If a false declaration is lodged — even unknowingly — the penalties fall on the licensed operator. Meanwhile, organised crime absorbs seizures as a cost of doing business.

“The crooks make the money,” Kelly said, “but the compliance risk sits with us.”

This pressure has contributed to a growing shortage of experienced customs brokers, with many leaving the industry due to escalating risk, liability and regulatory burden.

Why Enforcement Alone Isn’t Working

While enforcement agencies continue to make arrests and seize product, Kelly reinforced what many in industry already know: seizures do not disrupt demand.

As long as consumers can buy illicit tobacco for a fraction of the legal price, supply will continue to flow. Criminal syndicates simply replace lost shipments and personnel.

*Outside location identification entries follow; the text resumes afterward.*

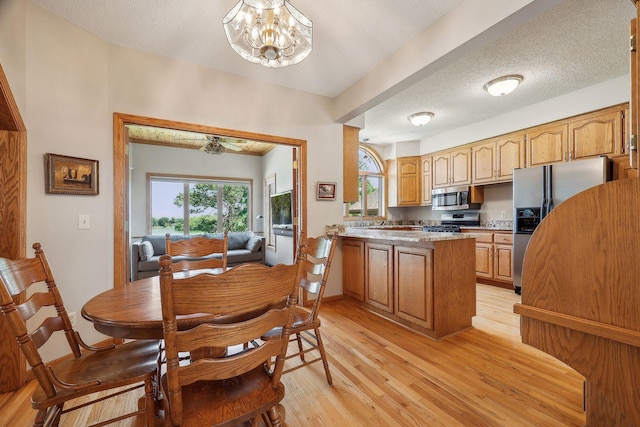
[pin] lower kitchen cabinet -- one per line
(378, 275)
(413, 283)
(494, 256)
(353, 268)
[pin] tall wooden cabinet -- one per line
(13, 203)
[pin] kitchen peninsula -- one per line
(425, 281)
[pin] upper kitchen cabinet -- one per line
(409, 178)
(426, 179)
(547, 144)
(495, 159)
(597, 134)
(452, 168)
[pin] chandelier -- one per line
(269, 32)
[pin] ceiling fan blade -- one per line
(230, 146)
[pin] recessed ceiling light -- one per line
(419, 119)
(503, 85)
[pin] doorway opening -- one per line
(121, 143)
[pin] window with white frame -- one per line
(188, 205)
(371, 193)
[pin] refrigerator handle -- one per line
(549, 189)
(543, 206)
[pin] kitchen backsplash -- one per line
(341, 228)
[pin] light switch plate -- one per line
(84, 222)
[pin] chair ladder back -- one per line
(198, 247)
(321, 251)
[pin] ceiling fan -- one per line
(217, 145)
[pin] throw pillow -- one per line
(253, 244)
(145, 251)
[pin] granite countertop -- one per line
(406, 236)
(489, 228)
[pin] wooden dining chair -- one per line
(88, 369)
(306, 323)
(248, 300)
(196, 249)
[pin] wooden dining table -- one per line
(134, 311)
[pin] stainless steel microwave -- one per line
(455, 198)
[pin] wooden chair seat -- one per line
(87, 369)
(248, 300)
(240, 399)
(124, 364)
(306, 323)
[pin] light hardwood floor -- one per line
(387, 375)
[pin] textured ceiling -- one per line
(564, 46)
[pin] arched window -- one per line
(371, 192)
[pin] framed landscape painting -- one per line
(71, 175)
(326, 191)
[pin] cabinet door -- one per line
(409, 181)
(510, 154)
(426, 180)
(483, 157)
(353, 268)
(597, 134)
(503, 266)
(413, 269)
(378, 276)
(460, 167)
(441, 167)
(484, 260)
(547, 144)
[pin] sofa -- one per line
(244, 246)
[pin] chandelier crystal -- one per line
(269, 32)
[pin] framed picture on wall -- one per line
(326, 191)
(71, 175)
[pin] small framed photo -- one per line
(326, 191)
(71, 175)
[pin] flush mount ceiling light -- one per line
(269, 32)
(503, 85)
(419, 119)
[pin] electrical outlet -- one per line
(84, 222)
(72, 318)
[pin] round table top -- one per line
(134, 310)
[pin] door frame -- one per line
(121, 246)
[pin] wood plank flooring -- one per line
(387, 375)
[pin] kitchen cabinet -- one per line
(547, 144)
(378, 275)
(596, 134)
(452, 168)
(409, 181)
(494, 256)
(353, 268)
(410, 279)
(414, 282)
(426, 180)
(494, 160)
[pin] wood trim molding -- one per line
(120, 152)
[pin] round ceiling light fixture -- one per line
(419, 119)
(503, 85)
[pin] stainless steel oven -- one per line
(454, 198)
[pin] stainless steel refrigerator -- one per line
(537, 190)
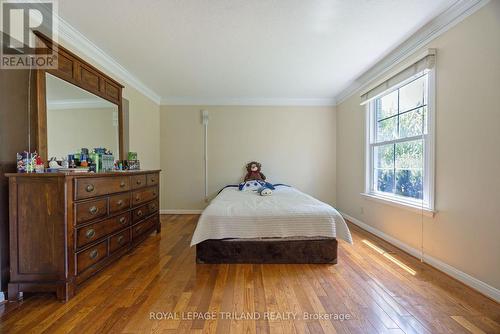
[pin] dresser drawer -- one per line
(144, 195)
(152, 179)
(119, 240)
(91, 256)
(97, 186)
(119, 203)
(143, 227)
(91, 210)
(138, 181)
(144, 211)
(153, 206)
(90, 233)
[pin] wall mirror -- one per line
(77, 106)
(78, 119)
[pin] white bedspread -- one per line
(286, 213)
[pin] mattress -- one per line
(288, 212)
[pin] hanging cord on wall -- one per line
(204, 117)
(424, 175)
(29, 107)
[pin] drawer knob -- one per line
(90, 233)
(93, 254)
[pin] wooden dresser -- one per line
(65, 227)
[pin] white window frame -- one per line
(427, 204)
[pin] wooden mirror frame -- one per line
(80, 73)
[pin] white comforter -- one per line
(286, 213)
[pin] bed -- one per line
(287, 227)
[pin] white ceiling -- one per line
(199, 50)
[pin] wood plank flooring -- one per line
(380, 289)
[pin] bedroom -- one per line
(371, 122)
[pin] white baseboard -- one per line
(468, 280)
(180, 212)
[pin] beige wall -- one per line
(144, 128)
(68, 130)
(465, 232)
(296, 146)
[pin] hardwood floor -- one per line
(380, 288)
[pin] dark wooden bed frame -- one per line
(317, 250)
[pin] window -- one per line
(400, 142)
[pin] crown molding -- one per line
(434, 28)
(193, 101)
(85, 48)
(79, 104)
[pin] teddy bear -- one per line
(253, 172)
(255, 180)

Former AFP officer Rowan Pike echoed this during the podcast, noting that without addressing policy settings — particularly excise — enforcement will always be reactive.

Kelly agreed, adding that from the supply chain perspective, Australia has effectively become a global target.

“When the profit margins are that high, criminals will find a way. They always do.”

The Scale of the Problem

Kelly also drew attention to how widespread the illegal retail market has become. Illicit tobacco outlets are no longer hidden — they are operating openly in suburbs, near schools, and even close to police stations.

This normalisation erodes public trust, puts shopkeepers at risk, and creates an environment where organised crime becomes embedded in everyday communities.

From Kelly’s perspective, the downstream violence and intimidation seen across Australia is the inevitable result of policy-driven demand colliding with organised supply.

A Supply Chain Issue, Not Just a Health Debate

One of Kelly’s strongest points was that illegal tobacco is no longer just a health issue — it is now a supply chain integrity issue.

Criminals are exploiting the same global trade systems that legitimate importers depend on. Each successful shipment undermines confidence in border controls, compliance frameworks and industry participants doing the right thing.

“This isn’t about one bad actor,” Kelly said. “It’s about a system that’s being gamed at scale.”

Why Kelly Spoke Out

Kelly’s decision to speak publicly was not about politics — it was about reality.

From her position in freight forwarding, she sees the consequences upstream, long before illicit tobacco appears on retail shelves. She also sees the growing strain placed on legitimate operators trying to comply in an increasingly hostile environment.

“If we don’t address the policy drivers,” she warned, “we’re just going to keep chasing our tails — while organised crime gets stronger.”

The Bottom Line

Kelly Crossley’s interview offers a rare, grounded perspective on illegal tobacco — not from theory, but from inside the supply chain itself.

Her message is confronting but clear:
until Australia aligns policy, enforcement and economic reality, illicit tobacco will continue to flow — and the damage will keep spreading.

This is not just a warning from law enforcement.
It is a warning from industry — from the frontline.